Au PSG, il est impossible de passer un dimanche soir sans match au chaud devant sa télévision. Même quand un joueur vient braquer deux trophées individuels après une saison réussie, la crise n’est pas loin. Ainsi, quand Kylian Mbappé a pris la parole, en direct, tout a explosé en quelques phrases : « Je sens qu’il est temps pour moi d’avoir plus de responsabilités. Peut-être ici à Paris, j’en serais heureux, ou alors peut-être ailleurs pour un nouveau projet. » Il n’en fallait pas plus pour que la presse espagnole, qui adore l’odeur du sang, ne se déchaîne, envoyant encore et toujours le champion du monde de 20 ans au Real Madrid.

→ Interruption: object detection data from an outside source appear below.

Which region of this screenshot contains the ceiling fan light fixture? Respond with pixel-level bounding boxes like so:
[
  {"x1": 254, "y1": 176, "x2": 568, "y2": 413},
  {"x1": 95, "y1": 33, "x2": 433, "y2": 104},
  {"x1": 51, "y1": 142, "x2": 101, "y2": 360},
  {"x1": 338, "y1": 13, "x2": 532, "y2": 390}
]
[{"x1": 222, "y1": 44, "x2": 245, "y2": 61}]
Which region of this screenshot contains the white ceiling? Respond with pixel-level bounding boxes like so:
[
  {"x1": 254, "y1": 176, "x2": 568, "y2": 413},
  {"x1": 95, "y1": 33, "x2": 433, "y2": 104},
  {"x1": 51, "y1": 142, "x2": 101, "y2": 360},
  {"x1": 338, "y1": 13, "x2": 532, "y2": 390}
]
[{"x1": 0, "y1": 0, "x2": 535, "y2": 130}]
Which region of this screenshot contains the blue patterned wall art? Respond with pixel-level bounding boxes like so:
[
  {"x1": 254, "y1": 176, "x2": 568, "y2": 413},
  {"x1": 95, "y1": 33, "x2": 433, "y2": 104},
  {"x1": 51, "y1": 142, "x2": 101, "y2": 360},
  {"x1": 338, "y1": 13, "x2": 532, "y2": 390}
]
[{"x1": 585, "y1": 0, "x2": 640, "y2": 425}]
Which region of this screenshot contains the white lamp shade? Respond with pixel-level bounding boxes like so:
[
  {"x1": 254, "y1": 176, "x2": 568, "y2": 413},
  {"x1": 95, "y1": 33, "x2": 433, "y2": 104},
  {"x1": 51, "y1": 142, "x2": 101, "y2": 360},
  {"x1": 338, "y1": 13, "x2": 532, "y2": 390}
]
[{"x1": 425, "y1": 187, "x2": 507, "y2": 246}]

Un mois après sa prise de position après un PSG-Monaco qui l’avait vu planter un triplé, annonçant qu’il regarderait les matchs de l’escouade de Zidane sur son canapé, Mbappé a changé de ligne éditoriale. Pourquoi ? Dans quel but ? On va mettre la case financière de côté, un garçon intelligent comme lui – et déjà millionnaire – n’est pas motivé par gagner plus à l’heure actuelle. Non, Kylian Mbappé est un compétiteur, il l’a toujours été depuis son plus jeune âge. Il compte ses buts à l’entraînement, c’est dire le niveau d’exigence qu’il s’impose au quotidien. Mbappé est venu au PSG pour franchir un palier avant d’aspirer à plus haut, à savoir le Real Madrid, car c’est là qu’il ira. Un jour. C’est une évidence. Il est né pour ça. Mais avec trois ans de contrat au PSG et un sentiment d’échec cuisant en C1, le compétiteur ne peut pas partir maintenant. Pas comme ça. Cela ne lui ressemble pas. Il veut juste que les choses changent.
Sa voix doit compter
Aux Trophées UNFP, tout était préparé. Dès son arrivée à la cérémonie, il a distillé des indices, parlant très vite de son (re)positionnement tactique. Il a remis une couche lors de la remise du titre de meilleur espoir avant l’estocade finale. Positionnement, responsabilités. Deux mots qui en disent beaucoup. À 20 ans, Mbappé n’est plus un gamin, il veut être écouté dans le vestiaire, dans les choix du club, dans la marche à suivre. Autrement dit, sa voix doit compter dans les réflexions du Paris-SG, car il en est l’un des moteurs principaux.
À lui, comme à Neymar, on a vendu le projet d’un club ambitieux sur la scène européenne. Le club de demain en quelque sorte. Deux ans après des flyers annonçant des soirées avec caviar et champagne, le PSG organise tant bien que mal des booms avec du sirop Teisseire et des slows ringards en milieu d’après-midi. Mbappé n’est pas venu pour ça. Et il ne restera pas pour ça. C’est le sens de son message. Il souhaite que son club se donne les moyens de sa politique et qu’il soit parmi les têtes de gondole sportives de la prochaine saison.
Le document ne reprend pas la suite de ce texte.